该代码所做的是将向量“a”中的布尔值打包为“b”中的位。
如果*it 处的布尔值为TRUE,则“*it & 1”的值为1,否则为0。然后该位左移32 位减去1 减去索引“i”,即从0 左移到31 位。 这意味着现在“a”的第一个元素将控制“b”上的最高有效位(左移 31),第二个元素将控制“b”上的第二个最高有效位(左移 30)等。请注意,在 C 中移位是算术的,即无论字节或位顺序如何,x << 1 始终是 x * 2。
例如,如果您的向量具有第一个和第 30 个元素集,则“b”在当天结束时应包含二进制数 10000000 00000000 00000000 00000100。
8 * sizeof(b) is the number of bits that can be stored in 'b' (which is an unsigned int, i.e. typically 32 or 64 bits).

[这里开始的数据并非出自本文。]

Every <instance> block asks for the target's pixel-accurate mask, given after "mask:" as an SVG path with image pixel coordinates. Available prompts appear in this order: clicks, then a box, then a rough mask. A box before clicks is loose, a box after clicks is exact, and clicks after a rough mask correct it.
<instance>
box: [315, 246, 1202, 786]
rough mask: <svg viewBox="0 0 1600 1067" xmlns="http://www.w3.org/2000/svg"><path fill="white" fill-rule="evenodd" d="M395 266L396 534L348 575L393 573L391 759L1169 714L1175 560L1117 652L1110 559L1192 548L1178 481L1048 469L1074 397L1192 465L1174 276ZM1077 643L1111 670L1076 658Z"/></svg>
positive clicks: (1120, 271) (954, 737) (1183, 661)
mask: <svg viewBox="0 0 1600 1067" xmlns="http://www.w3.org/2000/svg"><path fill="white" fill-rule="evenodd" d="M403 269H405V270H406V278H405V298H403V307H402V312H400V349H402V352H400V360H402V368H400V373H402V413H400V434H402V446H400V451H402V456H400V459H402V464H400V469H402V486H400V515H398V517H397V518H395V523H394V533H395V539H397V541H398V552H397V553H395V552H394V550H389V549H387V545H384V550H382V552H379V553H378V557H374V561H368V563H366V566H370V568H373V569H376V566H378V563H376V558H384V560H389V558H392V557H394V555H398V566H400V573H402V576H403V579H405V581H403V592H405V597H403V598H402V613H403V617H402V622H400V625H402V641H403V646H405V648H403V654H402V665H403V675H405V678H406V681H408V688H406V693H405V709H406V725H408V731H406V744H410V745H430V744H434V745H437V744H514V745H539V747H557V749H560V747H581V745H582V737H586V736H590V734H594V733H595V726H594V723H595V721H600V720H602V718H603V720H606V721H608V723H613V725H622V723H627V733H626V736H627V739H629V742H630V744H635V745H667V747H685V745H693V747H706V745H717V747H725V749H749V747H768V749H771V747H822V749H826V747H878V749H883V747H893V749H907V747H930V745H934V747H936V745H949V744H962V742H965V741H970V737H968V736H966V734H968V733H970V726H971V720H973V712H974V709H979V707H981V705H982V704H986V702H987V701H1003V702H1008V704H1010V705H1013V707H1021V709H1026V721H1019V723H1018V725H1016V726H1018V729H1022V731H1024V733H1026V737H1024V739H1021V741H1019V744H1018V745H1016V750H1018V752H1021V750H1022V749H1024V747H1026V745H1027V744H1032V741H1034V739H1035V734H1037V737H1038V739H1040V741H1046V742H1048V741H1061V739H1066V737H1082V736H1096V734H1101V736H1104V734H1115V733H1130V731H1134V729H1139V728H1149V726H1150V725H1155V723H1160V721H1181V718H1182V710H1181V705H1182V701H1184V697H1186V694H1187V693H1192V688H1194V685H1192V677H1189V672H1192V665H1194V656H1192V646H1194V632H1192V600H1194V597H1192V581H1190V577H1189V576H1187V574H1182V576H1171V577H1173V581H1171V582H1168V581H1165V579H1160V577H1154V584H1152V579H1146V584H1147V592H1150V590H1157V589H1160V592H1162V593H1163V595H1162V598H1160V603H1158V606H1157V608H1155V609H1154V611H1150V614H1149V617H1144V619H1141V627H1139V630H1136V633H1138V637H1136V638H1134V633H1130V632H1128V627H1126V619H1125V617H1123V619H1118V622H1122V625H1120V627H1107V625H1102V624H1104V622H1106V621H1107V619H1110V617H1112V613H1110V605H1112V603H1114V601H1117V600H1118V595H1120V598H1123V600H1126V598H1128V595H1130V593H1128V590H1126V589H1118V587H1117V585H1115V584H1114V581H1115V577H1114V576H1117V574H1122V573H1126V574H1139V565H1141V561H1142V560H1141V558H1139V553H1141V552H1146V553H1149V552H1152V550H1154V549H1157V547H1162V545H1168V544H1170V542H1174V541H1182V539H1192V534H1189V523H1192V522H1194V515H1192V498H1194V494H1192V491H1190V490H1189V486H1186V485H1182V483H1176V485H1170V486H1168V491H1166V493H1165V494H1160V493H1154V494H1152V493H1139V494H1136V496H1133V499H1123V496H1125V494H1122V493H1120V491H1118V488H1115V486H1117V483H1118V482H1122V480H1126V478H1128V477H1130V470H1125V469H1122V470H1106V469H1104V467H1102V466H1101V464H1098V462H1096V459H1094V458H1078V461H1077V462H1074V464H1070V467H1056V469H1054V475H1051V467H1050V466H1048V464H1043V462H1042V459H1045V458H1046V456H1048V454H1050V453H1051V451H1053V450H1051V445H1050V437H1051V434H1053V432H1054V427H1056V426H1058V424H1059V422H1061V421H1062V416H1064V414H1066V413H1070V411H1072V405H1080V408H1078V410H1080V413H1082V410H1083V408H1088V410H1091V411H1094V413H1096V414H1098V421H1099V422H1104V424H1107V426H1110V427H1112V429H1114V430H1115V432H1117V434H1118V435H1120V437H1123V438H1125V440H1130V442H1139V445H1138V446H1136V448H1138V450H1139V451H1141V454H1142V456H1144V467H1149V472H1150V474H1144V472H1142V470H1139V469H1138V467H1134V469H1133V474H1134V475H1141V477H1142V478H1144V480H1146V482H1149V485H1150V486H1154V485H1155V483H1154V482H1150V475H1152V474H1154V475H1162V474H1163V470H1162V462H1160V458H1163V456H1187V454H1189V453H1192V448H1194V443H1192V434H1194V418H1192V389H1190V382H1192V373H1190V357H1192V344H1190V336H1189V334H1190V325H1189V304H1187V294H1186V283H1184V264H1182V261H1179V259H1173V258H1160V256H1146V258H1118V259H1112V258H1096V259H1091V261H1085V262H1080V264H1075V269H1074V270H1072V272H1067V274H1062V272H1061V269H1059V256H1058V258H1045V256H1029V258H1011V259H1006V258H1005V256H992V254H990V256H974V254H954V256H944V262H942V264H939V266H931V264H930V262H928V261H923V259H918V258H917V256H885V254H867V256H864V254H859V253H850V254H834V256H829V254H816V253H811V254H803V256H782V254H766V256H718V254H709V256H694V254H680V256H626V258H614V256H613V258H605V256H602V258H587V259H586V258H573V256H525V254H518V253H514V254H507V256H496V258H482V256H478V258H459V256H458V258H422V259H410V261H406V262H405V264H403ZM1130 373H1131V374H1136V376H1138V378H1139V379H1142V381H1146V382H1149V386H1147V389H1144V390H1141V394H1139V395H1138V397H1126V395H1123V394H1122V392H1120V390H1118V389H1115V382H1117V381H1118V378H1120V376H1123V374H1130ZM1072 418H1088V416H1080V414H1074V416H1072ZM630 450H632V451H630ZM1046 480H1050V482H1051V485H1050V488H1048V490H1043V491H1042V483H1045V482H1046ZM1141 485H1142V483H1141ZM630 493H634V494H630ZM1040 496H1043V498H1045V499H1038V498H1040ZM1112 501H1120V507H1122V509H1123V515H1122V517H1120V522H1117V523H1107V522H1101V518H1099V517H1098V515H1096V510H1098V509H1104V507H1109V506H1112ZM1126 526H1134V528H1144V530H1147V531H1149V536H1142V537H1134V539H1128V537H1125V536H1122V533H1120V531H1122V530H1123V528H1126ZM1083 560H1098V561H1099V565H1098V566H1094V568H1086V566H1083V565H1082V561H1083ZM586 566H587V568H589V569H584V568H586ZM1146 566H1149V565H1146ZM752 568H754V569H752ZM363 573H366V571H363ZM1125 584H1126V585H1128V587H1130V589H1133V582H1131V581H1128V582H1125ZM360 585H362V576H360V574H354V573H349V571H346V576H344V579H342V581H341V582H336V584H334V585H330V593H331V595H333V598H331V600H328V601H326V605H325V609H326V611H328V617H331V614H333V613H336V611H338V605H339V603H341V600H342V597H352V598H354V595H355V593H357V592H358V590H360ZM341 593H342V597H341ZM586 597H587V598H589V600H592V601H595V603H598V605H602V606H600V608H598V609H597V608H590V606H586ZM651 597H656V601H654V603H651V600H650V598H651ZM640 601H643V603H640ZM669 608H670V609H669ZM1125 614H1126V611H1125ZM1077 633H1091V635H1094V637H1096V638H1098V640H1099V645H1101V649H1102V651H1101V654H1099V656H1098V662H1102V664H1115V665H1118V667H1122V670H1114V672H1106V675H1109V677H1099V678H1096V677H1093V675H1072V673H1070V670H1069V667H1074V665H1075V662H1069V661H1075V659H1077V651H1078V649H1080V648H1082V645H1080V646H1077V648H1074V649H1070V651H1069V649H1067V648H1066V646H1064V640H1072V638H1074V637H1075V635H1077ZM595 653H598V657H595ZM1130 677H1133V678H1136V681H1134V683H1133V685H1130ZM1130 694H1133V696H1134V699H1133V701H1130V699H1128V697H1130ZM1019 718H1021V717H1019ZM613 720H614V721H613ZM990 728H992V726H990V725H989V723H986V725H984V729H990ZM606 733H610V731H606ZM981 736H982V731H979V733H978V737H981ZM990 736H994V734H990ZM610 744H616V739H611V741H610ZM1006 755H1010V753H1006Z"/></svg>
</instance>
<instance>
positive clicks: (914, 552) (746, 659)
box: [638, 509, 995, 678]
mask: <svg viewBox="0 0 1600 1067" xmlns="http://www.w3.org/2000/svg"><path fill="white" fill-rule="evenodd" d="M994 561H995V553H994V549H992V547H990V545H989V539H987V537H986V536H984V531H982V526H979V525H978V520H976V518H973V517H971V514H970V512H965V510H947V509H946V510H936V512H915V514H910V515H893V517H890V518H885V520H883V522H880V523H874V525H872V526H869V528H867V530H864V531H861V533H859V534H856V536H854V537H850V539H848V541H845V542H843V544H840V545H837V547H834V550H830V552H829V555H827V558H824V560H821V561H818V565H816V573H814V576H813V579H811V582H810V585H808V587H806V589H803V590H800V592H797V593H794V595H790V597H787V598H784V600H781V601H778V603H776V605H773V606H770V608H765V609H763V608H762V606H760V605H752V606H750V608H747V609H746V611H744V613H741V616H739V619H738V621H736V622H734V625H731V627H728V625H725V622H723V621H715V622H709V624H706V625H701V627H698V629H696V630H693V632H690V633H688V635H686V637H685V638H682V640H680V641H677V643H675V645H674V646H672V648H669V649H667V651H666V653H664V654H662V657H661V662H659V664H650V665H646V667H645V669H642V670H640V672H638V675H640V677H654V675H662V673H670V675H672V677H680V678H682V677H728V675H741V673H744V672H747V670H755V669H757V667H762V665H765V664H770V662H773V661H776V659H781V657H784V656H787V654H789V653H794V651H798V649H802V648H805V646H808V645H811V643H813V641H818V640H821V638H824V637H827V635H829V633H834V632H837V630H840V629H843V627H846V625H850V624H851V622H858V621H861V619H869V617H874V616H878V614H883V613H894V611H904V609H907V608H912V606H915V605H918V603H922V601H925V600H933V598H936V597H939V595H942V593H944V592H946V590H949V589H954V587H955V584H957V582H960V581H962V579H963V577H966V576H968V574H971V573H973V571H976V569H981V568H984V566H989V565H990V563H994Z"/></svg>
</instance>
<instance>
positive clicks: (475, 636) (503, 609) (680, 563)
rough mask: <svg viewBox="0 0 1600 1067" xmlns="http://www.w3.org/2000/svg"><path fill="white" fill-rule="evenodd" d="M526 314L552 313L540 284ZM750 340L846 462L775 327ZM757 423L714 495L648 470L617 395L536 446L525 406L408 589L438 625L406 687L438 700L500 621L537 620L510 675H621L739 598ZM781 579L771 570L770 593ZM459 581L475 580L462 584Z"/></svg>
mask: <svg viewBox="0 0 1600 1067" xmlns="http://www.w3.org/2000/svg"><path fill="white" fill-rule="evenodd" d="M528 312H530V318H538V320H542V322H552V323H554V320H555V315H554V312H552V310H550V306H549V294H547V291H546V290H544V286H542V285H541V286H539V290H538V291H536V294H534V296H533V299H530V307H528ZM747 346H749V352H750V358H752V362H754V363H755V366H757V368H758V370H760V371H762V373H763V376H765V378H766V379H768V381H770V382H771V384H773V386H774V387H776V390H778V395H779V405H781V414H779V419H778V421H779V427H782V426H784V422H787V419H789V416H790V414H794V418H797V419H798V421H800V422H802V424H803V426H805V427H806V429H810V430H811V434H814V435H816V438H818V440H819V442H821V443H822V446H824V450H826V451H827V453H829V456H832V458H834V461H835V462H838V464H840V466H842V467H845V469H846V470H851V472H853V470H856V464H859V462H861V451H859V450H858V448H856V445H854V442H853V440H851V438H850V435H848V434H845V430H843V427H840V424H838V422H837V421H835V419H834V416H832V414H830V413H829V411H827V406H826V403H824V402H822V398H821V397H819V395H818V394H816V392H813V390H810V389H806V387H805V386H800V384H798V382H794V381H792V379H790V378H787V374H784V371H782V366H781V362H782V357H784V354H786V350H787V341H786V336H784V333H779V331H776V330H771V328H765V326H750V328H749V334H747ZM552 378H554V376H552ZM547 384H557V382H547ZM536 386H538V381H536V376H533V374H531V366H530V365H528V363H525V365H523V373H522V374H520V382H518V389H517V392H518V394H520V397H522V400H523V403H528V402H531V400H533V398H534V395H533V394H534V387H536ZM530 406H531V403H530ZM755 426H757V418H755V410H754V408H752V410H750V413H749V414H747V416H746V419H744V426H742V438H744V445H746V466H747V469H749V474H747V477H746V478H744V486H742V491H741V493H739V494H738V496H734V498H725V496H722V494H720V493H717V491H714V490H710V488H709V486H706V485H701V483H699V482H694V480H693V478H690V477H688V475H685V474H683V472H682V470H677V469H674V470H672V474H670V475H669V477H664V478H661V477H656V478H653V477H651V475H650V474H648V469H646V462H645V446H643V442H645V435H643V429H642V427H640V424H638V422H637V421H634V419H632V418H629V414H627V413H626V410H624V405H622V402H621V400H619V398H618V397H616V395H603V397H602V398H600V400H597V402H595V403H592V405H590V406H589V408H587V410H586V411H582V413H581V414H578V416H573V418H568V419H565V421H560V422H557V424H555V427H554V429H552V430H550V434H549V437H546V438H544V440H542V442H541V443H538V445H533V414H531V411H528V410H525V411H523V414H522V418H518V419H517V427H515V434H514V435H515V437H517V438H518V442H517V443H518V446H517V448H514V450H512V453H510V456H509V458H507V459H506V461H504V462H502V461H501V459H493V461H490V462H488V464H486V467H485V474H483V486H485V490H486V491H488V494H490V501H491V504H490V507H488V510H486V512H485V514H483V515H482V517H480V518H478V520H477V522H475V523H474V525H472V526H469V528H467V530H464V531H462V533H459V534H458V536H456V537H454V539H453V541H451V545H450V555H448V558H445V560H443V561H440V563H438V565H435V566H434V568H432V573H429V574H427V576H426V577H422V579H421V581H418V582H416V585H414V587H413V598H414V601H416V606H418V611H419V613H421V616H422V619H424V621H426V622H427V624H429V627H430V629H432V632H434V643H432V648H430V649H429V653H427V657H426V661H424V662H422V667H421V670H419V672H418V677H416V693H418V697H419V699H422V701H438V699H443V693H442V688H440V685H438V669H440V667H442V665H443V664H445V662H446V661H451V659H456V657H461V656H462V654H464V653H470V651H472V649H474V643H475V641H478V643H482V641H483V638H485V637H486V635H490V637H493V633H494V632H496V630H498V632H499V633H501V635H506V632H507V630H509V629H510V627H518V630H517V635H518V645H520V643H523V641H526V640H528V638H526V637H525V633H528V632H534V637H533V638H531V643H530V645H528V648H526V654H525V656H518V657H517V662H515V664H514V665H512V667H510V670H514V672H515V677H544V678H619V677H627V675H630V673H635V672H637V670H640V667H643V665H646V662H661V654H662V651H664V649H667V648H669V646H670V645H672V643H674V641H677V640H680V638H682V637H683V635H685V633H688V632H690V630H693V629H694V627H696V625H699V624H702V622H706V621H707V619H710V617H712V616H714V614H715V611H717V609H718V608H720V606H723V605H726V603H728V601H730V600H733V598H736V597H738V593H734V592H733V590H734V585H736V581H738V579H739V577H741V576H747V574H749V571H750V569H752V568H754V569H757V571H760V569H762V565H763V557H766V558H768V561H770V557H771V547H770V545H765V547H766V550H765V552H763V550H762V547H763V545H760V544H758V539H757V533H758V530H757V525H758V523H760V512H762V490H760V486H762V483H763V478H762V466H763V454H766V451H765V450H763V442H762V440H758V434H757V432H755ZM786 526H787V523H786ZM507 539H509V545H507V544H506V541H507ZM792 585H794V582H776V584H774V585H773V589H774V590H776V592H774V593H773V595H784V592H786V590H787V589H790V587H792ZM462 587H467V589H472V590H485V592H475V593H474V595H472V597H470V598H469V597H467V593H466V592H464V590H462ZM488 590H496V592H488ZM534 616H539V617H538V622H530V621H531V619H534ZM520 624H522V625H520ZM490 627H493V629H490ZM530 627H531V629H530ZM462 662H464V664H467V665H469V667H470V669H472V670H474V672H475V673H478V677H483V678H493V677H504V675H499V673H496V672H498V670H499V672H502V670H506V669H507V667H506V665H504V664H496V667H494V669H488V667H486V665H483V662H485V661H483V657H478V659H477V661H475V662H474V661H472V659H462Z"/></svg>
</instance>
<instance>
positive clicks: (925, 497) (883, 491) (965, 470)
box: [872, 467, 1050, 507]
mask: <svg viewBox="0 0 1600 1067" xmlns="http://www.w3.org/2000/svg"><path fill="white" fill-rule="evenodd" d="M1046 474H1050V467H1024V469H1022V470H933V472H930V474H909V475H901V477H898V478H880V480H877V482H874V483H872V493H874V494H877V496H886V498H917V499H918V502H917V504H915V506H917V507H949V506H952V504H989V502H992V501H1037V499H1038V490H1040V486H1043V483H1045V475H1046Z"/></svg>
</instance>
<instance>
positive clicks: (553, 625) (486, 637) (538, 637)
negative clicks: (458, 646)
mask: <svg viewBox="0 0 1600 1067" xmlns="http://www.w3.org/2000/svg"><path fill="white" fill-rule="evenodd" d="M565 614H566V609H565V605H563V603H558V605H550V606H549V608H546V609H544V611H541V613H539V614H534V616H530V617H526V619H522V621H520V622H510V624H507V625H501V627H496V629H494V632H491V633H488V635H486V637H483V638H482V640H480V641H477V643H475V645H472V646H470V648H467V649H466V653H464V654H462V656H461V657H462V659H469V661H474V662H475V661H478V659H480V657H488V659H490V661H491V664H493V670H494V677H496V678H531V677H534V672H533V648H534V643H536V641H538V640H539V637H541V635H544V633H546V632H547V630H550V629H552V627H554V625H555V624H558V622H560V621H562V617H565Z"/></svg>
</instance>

What the code is doing is that it is packing the boolean values in vector 'a' to become bits in 'b'.
"*it & 1" evalutes to 1 if the boolean value at *it is TRUE, otherwise 0. The bit is then shifted left 32 bits minus 1 minus the index 'i', i.e. shifted left from zero to 31 bits. This means now that the first element of 'a' will control the most significant bit on 'b' (left shift 31), the second element the second most significant bit on 'b' (left shift 30) etc. Note that in C the shifts are arithmetic, i.e. regardless of the byte or bit order, x << 1 is always x * 2.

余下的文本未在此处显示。